I love pine as a console app, I use pine on some systems thanks to
mharris's voluntary packaging efforts in his p.r.c space. This has
nothing to do with the technical quality or the usefulness of the
application. It has everything to do with the legal restrictions
placed on the project by its license. My personal preference to use
pine, is immaterial to the issue of letting in packages that can not
be maintained at the packaging level when required inside Fedora.  I
hope you get permission from UW to distribute modified versions inside
Fedora, i really do. But until you get that permission I do not think
its appopriate to be "forced" to wait for nwe upstream versions. I
believe its vital to have the option to patch at the packaging level,
when its deemed appropriate.

 
> I didn't say anything about packages that dis-allow modified binary
> redistibution.  I said waiting for upstream fixes to bugs and security
> issues.  Many, many, Fedora packages don't get bugs fixed until that
> happens.  I was drawing a parallel comparison.
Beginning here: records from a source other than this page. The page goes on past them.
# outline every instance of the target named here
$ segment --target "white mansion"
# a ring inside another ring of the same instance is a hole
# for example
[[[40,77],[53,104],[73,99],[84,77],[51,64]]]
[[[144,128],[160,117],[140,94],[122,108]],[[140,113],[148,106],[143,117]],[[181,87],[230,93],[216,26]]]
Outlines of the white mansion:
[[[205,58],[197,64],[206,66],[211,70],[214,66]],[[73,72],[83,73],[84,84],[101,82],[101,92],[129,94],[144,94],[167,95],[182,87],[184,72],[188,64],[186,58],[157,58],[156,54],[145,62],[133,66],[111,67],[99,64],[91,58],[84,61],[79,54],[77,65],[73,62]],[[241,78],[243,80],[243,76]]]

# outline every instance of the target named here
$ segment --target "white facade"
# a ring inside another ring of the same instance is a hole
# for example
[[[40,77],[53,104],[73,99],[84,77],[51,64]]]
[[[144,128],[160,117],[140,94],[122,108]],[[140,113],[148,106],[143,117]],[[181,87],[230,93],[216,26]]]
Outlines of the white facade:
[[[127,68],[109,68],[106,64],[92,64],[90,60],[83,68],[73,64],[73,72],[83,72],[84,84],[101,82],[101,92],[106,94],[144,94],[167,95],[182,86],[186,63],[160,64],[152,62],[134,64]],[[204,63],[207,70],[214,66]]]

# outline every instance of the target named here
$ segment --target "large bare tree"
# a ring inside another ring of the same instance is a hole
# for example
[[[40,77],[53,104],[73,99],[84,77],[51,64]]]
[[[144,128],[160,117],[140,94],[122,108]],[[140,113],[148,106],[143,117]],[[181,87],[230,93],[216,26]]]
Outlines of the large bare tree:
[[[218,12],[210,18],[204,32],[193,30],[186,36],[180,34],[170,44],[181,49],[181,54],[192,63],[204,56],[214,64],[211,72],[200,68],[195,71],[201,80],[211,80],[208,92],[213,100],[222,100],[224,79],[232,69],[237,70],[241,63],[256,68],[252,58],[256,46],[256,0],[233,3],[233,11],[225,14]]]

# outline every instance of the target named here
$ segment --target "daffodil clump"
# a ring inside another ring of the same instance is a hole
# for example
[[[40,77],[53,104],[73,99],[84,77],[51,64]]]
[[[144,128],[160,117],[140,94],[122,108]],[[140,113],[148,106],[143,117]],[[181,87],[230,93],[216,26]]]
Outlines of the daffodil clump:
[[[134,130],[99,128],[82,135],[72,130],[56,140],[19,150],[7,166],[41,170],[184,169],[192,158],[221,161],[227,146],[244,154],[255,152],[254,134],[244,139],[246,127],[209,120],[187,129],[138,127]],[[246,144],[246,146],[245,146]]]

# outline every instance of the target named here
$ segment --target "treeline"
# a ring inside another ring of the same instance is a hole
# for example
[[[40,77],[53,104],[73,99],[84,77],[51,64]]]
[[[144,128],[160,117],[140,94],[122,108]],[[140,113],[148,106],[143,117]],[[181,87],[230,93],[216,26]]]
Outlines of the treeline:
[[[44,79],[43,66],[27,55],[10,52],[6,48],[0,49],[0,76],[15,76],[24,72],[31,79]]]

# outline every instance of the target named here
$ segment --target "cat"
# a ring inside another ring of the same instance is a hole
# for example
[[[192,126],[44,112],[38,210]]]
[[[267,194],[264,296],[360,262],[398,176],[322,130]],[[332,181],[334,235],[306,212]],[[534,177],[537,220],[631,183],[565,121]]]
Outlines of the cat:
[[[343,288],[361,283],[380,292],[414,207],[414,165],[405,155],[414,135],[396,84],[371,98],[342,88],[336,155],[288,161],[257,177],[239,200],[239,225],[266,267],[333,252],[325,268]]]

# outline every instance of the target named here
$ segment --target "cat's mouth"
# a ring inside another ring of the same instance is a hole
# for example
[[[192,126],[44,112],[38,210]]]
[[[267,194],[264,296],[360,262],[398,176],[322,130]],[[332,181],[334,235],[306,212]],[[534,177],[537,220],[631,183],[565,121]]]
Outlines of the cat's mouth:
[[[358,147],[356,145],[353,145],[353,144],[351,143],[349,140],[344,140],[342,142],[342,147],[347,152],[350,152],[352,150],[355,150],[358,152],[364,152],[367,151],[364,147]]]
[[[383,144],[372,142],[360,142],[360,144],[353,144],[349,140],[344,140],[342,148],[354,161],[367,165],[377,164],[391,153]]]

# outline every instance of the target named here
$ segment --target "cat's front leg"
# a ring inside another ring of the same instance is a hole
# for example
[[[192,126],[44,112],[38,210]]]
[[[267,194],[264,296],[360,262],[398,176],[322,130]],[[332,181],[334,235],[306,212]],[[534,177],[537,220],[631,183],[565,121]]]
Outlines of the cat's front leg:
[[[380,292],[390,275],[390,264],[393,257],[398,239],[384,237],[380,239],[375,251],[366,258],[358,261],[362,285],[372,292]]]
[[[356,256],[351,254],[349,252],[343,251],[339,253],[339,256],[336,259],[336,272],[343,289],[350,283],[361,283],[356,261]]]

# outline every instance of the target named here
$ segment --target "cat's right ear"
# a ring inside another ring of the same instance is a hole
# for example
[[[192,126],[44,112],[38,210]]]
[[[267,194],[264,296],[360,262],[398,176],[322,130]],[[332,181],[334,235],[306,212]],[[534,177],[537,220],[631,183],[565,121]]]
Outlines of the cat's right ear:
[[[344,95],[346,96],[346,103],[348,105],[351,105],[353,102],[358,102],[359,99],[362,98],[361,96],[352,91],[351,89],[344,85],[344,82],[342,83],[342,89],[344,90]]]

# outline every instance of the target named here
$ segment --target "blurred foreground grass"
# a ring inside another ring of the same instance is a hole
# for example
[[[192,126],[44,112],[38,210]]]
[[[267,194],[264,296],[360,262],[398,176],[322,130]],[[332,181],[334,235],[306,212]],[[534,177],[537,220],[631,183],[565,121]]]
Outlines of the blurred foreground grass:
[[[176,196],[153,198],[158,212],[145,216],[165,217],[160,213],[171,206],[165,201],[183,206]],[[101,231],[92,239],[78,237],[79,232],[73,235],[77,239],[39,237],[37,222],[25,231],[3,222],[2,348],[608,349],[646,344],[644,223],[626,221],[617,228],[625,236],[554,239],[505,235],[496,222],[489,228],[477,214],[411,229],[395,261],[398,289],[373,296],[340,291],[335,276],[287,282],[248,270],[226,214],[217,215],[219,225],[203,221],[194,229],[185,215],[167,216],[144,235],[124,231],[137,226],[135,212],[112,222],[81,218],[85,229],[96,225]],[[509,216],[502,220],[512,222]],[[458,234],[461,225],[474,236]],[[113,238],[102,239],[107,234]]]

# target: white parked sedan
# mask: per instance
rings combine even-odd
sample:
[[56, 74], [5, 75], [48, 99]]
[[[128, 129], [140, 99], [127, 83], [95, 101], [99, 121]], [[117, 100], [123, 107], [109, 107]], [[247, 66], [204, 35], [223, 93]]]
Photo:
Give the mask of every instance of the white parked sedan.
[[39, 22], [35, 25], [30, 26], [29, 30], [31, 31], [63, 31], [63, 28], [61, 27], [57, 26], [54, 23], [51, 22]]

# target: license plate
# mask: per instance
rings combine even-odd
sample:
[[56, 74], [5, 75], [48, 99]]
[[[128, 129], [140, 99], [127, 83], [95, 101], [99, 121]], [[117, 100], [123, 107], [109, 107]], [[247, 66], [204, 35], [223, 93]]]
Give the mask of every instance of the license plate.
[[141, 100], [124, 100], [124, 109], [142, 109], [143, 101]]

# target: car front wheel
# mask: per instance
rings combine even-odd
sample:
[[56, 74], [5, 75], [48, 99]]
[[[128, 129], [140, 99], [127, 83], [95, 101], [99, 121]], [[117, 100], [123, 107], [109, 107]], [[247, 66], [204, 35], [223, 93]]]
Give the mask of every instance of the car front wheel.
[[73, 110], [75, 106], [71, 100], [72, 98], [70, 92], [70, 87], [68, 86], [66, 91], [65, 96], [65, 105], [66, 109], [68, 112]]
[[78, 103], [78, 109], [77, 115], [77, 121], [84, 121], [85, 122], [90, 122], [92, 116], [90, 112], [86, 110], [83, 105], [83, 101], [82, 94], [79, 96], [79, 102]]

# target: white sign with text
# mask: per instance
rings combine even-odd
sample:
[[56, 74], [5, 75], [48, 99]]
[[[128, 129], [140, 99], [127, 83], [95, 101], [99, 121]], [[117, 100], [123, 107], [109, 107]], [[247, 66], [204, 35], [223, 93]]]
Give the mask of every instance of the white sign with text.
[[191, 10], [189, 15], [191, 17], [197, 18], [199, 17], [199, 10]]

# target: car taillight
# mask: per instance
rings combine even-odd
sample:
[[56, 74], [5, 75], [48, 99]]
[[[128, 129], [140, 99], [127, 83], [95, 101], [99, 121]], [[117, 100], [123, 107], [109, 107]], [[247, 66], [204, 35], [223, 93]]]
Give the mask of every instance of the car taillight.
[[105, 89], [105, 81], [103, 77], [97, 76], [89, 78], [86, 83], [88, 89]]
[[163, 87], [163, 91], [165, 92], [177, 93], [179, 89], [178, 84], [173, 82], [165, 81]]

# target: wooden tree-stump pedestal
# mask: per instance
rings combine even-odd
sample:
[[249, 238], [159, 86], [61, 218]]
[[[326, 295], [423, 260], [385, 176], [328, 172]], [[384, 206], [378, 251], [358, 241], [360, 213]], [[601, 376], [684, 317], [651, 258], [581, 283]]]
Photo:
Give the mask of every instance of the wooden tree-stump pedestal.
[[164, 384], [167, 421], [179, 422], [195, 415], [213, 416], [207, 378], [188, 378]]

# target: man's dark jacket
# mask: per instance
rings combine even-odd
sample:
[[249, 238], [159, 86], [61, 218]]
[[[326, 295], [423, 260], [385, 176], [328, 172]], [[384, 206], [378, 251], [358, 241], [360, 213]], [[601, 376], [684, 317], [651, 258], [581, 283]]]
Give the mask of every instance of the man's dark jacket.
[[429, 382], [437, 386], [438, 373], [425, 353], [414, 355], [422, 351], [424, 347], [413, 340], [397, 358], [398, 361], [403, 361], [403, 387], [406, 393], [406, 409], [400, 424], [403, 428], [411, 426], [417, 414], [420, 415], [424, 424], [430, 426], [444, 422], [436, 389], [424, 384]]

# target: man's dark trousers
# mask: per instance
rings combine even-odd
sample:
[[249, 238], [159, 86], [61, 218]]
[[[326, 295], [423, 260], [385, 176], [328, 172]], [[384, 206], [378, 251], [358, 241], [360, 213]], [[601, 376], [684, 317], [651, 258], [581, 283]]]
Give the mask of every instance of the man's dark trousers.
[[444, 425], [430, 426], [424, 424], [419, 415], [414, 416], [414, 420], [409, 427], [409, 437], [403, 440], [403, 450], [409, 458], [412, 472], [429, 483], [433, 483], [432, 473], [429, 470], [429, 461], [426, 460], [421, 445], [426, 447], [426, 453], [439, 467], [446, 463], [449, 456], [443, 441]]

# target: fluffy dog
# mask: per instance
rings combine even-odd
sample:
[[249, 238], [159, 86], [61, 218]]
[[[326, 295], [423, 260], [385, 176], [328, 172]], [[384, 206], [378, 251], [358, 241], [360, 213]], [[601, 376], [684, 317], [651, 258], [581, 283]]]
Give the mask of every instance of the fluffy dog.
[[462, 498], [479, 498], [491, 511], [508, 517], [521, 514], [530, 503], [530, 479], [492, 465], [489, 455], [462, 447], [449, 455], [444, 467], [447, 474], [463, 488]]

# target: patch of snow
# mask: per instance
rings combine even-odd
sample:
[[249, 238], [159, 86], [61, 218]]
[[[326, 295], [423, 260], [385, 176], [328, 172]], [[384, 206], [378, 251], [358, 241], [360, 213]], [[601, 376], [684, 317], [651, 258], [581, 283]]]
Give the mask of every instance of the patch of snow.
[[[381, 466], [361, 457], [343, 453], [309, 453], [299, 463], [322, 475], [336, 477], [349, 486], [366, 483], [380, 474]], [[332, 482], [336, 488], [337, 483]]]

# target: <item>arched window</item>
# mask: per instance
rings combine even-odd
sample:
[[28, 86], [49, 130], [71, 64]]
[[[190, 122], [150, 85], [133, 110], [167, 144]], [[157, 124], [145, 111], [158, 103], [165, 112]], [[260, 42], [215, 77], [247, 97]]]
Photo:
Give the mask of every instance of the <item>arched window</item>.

I know what you said.... the argument is about who has the power to
choose when to patch.  As certain as you are that packages exist that
do not get updated until a new upstream version is released that fixes
the issue, i am certain that there are packages that get backports of
upstream fixes and are thus distributed modified versions and not
pristine upstream versions at all. Backporting an upstream fix, is
still modification. And as much as we want to say the policy is to
update in preference to backporting its important that the option to
backport is left open so it can be used when needed. Its vital that
packagers have the choice depending on the situation whether to
locally patch, backport from upstream or update to new upstream
version. Pine license takes away all choice of action at the packaging
level, and that situation should be avoided.